Veracruz. Warren Zevon and Jorge Calderon
That Battle of Vera Cruz took place 21-24 April 1914. The Mexicans were having a civil war. The US occupied Vera Cruz to 23 November. Twenty two American servicemen were listed as dead. This fellow, presumably, was one.
Lake View Cemetery. John S. Allen 1893-1918. Private, Company M 18th Infantry American Expeditionary Force. Died from wounds received in action Argonne France.
The Battle for the Argonne Forest was the last offensive of the War to end all wars. It began 26 September 1918. It was the largest American engagement in the war. It was the only engagement for most Americans. It was the deadliest battle that Americans ever engaged in. America does not remember this one. This was the big one. The American Expeditionary Force (an honest name), fought along side the 4th and 5th French Armies, against the German Fifth. The Allied Forces were more than twice the size of the Germans, and suffered more casualties. The Americans were of a larger population than the Germans, and this was the first of their troops. The Germans agreed to an Armistice.

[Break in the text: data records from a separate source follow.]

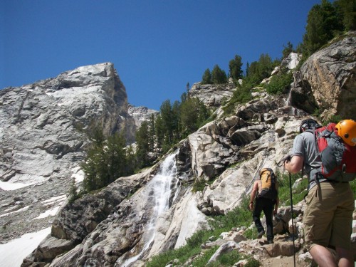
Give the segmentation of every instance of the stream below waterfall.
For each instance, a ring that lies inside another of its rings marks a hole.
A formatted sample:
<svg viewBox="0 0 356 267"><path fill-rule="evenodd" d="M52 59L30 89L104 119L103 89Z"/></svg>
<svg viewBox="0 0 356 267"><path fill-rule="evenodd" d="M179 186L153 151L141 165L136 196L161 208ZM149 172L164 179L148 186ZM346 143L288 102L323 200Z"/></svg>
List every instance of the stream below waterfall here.
<svg viewBox="0 0 356 267"><path fill-rule="evenodd" d="M142 258L150 252L155 242L157 218L168 210L177 199L179 192L179 180L177 177L175 159L177 154L178 151L168 155L161 164L157 174L146 185L148 190L147 195L150 196L150 199L152 199L154 205L152 215L144 227L144 234L142 237L142 240L144 241L142 248L138 254L127 259L120 265L120 266L132 266L135 261Z"/></svg>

The only surviving veteran of World War I is an English waitress, that signed up in 1918. She is 110 years old, Florence Beatrice Green (née Patterson, born 19 February 1901).

Saturday, September 3, 2011

Who's that stone?

Before this summer, i had been to Lake View Cemetery, Cleveland, O., i think thrice. Once to see President Garfield's Monument, it was closed. Once a friend wanted to drive by Eliot Ness's stone. I stopped in to see the Tiffany decorated chapel. Once to drive from Mayfield to Euclid Avenue, while pointing out what a place it was. The trips were short.

Walking around with a camera, there is so much to see. It is a sculpture garden, and history museum. Graveyards are filled with the unknown dead, but this one has notable exceptions.
John D. Rockefeller, the man richer than Midas or Croesus, is planted here near a huge granite needle. Very near by, there is [maybe] the most pompous statue in Cleveland. Whatever one thinks of Cleveland, it is very plentiful in sights. People on tour, and they do tour, ask, “Who the hell is that?”

One sees a large mausoleum [which acts as a pedestal], reminiscent of the original at Halicarnassus for Mausolus, king, and satrap of the Carians in Anatolia, built by his queen/sister/wife, Artesimia II. On top, seated in a chair, is a statue of S.S. Stone, which sits as enthroned king of the cemetery as ridiculous as Yertle the Turtle.

Do the people, who walk or drive by, know who Silas Safford Stone was? Of course not, he was a real estate speculator, that became rich dealing to railroads, and the federal government. The Civil War was a marvelous way to get rich.